“Il y a des gens capables de dire des phrases folles : “c’est vendredi soir, je vais prendre un verre de vin”… Et ils y parviennent”, s’émerveille l’humoriste Roman Frayssinet dans son dernier spectacle “Ô dans”, dans lequel il revient sur sa dépendance à l’alcool et au cannabis.

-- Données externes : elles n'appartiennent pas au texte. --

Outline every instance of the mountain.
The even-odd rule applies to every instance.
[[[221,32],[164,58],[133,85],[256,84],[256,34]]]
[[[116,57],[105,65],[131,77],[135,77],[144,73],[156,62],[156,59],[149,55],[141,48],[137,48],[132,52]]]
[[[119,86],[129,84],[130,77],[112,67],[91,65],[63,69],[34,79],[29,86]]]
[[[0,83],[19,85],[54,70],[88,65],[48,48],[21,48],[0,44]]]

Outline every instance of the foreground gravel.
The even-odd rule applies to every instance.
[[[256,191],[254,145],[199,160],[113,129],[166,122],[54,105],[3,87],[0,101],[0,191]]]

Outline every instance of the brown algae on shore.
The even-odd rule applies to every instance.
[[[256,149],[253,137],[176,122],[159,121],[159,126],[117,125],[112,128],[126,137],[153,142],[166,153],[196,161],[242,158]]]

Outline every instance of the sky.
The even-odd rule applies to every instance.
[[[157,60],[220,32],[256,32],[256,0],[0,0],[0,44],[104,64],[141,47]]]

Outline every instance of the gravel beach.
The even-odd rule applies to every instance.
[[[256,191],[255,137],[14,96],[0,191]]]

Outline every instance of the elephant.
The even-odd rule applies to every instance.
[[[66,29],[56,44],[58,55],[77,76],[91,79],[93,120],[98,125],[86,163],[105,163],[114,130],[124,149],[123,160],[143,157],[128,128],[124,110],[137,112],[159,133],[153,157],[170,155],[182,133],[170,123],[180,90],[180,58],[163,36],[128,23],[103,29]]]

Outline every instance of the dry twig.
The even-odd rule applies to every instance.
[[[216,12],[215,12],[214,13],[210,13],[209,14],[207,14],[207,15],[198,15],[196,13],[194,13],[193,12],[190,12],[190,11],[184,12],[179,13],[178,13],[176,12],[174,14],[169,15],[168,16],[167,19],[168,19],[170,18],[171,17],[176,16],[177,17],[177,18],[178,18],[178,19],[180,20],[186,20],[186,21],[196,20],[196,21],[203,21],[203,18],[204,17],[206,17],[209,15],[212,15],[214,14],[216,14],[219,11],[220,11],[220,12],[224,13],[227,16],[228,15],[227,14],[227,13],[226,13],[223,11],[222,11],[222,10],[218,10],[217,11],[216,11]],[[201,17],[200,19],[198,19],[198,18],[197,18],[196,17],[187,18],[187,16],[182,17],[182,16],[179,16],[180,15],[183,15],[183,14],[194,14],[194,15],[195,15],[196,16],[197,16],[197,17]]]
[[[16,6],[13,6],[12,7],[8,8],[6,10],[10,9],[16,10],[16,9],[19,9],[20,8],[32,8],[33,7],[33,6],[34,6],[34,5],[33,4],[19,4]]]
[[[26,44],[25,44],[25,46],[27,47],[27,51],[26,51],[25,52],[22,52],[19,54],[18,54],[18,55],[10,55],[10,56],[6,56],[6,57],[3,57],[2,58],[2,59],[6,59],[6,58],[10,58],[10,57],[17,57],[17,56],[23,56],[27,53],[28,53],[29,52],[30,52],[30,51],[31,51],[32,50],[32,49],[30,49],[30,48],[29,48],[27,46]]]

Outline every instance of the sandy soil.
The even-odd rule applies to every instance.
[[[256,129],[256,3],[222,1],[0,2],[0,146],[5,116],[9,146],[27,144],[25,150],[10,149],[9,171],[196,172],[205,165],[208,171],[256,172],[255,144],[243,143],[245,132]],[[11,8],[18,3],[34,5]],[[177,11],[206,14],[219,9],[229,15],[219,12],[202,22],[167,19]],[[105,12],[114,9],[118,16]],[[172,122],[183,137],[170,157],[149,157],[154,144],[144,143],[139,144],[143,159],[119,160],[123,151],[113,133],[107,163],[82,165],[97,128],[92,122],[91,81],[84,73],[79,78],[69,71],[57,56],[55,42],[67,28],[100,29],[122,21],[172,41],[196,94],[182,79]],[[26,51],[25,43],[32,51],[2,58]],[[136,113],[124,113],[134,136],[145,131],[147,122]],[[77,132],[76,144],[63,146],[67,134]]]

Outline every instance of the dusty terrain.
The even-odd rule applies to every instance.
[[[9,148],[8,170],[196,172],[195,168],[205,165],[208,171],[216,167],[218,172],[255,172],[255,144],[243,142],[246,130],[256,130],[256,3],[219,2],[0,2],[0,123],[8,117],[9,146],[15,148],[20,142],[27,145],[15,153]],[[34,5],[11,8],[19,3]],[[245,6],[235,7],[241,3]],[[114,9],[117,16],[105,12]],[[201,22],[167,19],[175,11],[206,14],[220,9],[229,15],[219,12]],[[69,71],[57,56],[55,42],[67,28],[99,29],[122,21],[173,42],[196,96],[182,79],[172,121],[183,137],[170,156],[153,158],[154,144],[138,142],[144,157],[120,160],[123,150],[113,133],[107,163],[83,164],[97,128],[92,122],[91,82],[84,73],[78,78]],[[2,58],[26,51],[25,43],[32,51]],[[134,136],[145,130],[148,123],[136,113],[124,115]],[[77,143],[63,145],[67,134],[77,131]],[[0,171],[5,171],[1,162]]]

Comme lui, vous vous êtes peut-être déjà posé la question : pourquoi certaines personnes parviennent-elles à se contenter d’un verre ou d’un joint de temps en temps alors que d’autres le font frénétiquement jusqu’à développer une addiction ?
Sachez que face aux substances psychoactives, nous ne sommes pas tous égaux. « L’addiction, c’est la rencontre entre une personne, un environnement et un produit », résume Maria Melchior, directrice de recherche et épidémiologiste à l’Inserm. “Ceux qui disent que si vous fumez du cannabis, vous serez forcément accro se trompent”, assure Laurent Karila, professeur de psychiatrie et d’addictologie à l’université Paris Saclay et auteur de Médecin : Addict ou pas ? (Éd. Harper Collins). Évidemment, certains produits créent plus de dépendance que d’autres. Mais selon leur génétique, leur environnement, leur tempérament et leur personnalité, certaines personnes seront plus susceptibles que d’autres de devenir dépendantes. Passons en revue ces différents facteurs.
Génétique
« Si une personne de notre lignée directe, un de nos parents, grands-parents ou frère et sœur est toxicomane, nous avons 40 à 70 % plus de risques de devenir toxicomanes à notre tour », explique Laurent Karila. “En matière d’alcool, des études montrent que notre risque est doublé lorsqu’on a un père toxicomane”, complète Philippe Batel, addictologue et chef du service addictions au centre hospitalier Camille-Claudel de La Couronne. Selon lui, la perte de contrôle très rapide sur la consommation d’alcool est aussi d’origine génétique et neurobiologique.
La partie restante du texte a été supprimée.